C’est un immeuble des années 1960, avec des volets en bois lambrisés et des murs beiges, partout des formes carrées. Le carrelage de la terrasse est de trois ou quatre teintes de marron différentes, fait de rectangles de tailles variées. Il est moche, on s’y fait très bien.
Le balcon donne sur cinq peupliers. Ils sont proches, une dizaine de mètres pas plus. Au troisième étage, on est face au dernier tiers. Depuis l'intérieur de la pièce, la fenêtre et la baie vitrée sont entièrement vertes, le feuillage prend toute la place. La cime des arbres on ne la voit jamais de face normalement. Ça fait six mois qu’on est là, ma mère qui vient régulièrement a rempli le balcon de plantes. Je me dis que dans quelques années, quand la glycine, la passiflore et le jasmin auront grossi, on vivra littéralement dans un nid. Déjà là, ça déborde.
Les pièces ont été repeintes en blanc, la cuisine est la seule pièce qui fait son âge. Des tomettes orthogonales recouvertes d’un vernis bien tâché. Les portes des placards sont du même bois orange que les volets et la crédence est en carreaux gris et bleus sur lesquels sont dessinés des petits personnages normands ou alsaciens. Tout en long, elle finit par une fenêtre qui s’ouvre sur un grand morceau de ciel. Le soir il va du jaune pale, au ras des toits, à l’indigo. Le plus souvent il reste des lambeaux de nuages, parfois c’est parfaitement clair, un dégradé sur lequel se détachent les silhouettes des cheminées, des avions et des oiseaux. L’atmosphère de la pièce au crépuscule donne envie d’y passer des heures. Il m’arrive de remplacer la salle de bain sombre par l’évier de la cuisine pour me brosser les dents en regardant dehors.
Il y a quelque chose qui me touche parfois en ouvrant les placards. J’ai cette impression d’enfant chez ses grands-parents, qui se réjouit d’une maison qui n’est pas la sienne. La sensation de placards remplis de provisions, de murs qui protègent, de famille qui veille, alors même qu’on n’est que deux et qu’on participe ensemble à les remplir. C’est précisément dans les placards que je ressens le fait de ne pas être seule.

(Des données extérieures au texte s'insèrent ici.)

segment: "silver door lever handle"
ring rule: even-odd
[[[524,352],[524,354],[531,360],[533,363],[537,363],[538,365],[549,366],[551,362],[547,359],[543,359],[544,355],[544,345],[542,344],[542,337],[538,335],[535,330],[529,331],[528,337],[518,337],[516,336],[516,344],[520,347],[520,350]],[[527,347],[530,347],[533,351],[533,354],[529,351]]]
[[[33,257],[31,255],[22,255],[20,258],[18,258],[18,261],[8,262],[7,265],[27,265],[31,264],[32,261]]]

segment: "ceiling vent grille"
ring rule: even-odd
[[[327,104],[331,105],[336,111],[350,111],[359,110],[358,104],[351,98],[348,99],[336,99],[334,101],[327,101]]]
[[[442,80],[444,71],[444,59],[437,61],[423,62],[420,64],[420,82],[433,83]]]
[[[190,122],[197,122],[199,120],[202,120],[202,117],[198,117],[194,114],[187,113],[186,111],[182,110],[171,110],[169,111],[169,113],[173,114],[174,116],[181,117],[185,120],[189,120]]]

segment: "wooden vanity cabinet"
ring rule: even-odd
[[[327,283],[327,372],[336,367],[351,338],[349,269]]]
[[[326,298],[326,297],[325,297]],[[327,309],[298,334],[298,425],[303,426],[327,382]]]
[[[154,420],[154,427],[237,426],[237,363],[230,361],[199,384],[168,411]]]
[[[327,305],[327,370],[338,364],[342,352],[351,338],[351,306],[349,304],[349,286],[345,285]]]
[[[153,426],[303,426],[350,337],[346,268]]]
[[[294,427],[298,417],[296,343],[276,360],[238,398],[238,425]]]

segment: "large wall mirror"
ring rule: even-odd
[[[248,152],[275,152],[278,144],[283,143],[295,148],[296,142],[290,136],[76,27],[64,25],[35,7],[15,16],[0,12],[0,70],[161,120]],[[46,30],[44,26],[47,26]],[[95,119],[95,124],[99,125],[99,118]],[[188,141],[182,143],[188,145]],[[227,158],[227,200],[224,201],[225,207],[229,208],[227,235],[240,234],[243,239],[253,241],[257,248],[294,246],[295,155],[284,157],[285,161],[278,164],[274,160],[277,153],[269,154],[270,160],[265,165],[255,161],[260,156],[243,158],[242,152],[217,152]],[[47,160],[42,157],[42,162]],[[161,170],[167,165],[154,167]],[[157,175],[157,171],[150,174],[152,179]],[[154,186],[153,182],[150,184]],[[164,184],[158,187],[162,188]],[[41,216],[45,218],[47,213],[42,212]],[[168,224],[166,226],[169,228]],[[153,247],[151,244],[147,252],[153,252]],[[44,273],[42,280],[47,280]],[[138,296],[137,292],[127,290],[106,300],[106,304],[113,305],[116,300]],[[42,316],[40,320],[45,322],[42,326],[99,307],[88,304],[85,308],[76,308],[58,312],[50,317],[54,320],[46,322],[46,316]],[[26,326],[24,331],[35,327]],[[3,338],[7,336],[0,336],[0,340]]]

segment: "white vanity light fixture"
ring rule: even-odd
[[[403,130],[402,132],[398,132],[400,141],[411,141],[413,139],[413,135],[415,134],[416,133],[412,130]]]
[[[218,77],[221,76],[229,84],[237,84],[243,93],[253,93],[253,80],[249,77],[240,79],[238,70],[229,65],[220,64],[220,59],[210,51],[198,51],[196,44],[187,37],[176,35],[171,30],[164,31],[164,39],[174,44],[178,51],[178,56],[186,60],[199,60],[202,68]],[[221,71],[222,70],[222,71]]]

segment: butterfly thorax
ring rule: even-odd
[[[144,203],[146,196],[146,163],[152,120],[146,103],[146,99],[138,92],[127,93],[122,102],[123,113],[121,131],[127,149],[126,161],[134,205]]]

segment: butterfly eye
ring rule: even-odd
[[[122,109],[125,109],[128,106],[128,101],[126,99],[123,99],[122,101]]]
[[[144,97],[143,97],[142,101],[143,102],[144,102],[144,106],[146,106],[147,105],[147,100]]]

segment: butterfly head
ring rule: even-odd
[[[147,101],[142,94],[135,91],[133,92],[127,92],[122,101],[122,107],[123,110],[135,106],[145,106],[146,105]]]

Dehors, l’un des trucs que je préfère c’est les toits des maisons sur lesquelles on donne. À droite il y a une grande barre, à gauche une petite bâtisse similaire à la notre. Il y a aussi des bâtiments parisiens pas très hauts aux toits en zinc. Mais surtout il y a des maisons de ville d’un seul étage aux toits en brique. Leurs lignes fragiles ne sont pas droites, les aplats de tuiles pas complètement plats. Elles ont l’air dessinées d’une main qui tremble et je les aime beaucoup. Parfois la nuit, une fenêtre de l’immeuble d’en face brille à travers le feuillage, ça fait comme une lueur sur une montagne endormie, une impression de chaleur qui n’est pas la notre.

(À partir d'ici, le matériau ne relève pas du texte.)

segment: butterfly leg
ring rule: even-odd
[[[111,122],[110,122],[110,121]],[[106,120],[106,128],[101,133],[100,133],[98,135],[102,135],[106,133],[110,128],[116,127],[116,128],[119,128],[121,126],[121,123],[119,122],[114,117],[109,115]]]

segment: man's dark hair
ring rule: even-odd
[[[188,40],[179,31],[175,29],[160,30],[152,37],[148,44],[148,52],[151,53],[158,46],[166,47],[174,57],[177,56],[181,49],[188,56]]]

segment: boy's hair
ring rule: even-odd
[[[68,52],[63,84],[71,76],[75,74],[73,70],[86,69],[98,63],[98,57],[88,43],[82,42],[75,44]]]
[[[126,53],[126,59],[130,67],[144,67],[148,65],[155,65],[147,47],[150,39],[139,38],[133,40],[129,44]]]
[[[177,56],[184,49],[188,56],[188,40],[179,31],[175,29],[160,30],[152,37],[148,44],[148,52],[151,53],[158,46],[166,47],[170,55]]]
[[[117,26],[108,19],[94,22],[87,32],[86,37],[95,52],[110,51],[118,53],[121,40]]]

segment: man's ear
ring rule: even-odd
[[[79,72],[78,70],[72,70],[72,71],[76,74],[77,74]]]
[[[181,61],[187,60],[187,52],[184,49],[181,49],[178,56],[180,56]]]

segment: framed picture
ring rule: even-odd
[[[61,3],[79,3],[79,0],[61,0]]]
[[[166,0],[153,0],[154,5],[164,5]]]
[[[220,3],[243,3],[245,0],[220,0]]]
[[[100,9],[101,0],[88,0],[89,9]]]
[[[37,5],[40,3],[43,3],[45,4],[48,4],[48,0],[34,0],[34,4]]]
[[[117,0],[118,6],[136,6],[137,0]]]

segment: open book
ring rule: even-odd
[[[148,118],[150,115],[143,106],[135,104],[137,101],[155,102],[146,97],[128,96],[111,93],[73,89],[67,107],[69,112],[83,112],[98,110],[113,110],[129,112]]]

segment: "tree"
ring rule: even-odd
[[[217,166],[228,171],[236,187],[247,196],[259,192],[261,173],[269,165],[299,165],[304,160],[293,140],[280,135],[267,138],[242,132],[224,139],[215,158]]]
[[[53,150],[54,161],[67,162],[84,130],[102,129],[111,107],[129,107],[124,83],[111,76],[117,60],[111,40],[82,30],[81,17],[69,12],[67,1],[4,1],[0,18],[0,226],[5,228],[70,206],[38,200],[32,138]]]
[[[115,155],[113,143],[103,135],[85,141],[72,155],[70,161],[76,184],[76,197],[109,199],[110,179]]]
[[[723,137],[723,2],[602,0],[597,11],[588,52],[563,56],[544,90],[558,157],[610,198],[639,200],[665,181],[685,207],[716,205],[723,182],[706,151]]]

Dehors il y a un banc qu’ont laissé les propriétaires, copie conforme de ceux de parcs parisiens sauf que l’armature n’est pas en fer mais en plastique sombre, ce qui le rend très léger. Je le traine au milieu du balcon pour qu’il soit collé aux barreaux. Allongée dessus la tête en l’air, je vois mieux le ciel. Le dos à plat sur le banc, les genoux pliés parce qu’il ne fait pas deux mètres non plus, je regarde la cime des arbres à ma droite. Ça fait penser à la plage. Le mouvement dans les feuilles calme le cerveau comme la surface texturée de la mer. Il paraît qu’en fixant ces minuscules ondulations, ça laisse de la place, ça détend. Calée comme ça, avec rien d’autre à faire que de poser le regard sur des mouvements réguliers des feuilles et des oiseaux, j’ai encore l’impression d’avoir sept ans. Le ciel n’est pas spectaculaire mais je fixe un gros nuage. Je suis des yeux les hirondelles qui fusent au travers de mon champ de vision. Il y en a des tellement hautes que lorsqu’un pigeon surgit à juste une dizaine de mètres au-dessus de ma tête, je sursaute. Il infléchit sa trajectoire droit vers moi, j’ai l’impression d’être repérée. Parfois certains vol donnent le vertige. Ils ont tendance à se jeter des immeubles sans ouvrir leurs ailes, ne les déployant qu’après avoir chuté pendant un moment. Ça donne des piqués étourdissants. On les connais bien maintenant. On observe les bastons inter-espèces, corbeaux contre pigeons ramiers, hirondelles, mésanges, geais de chêne, couples de perruches vert fluo. Je sais qu’il y a des gens que ça passionne, mais moi je n’ai jamais prêté attention aux oiseaux. Maintenant, même sur un boulevard à Paris, je les regarde passer.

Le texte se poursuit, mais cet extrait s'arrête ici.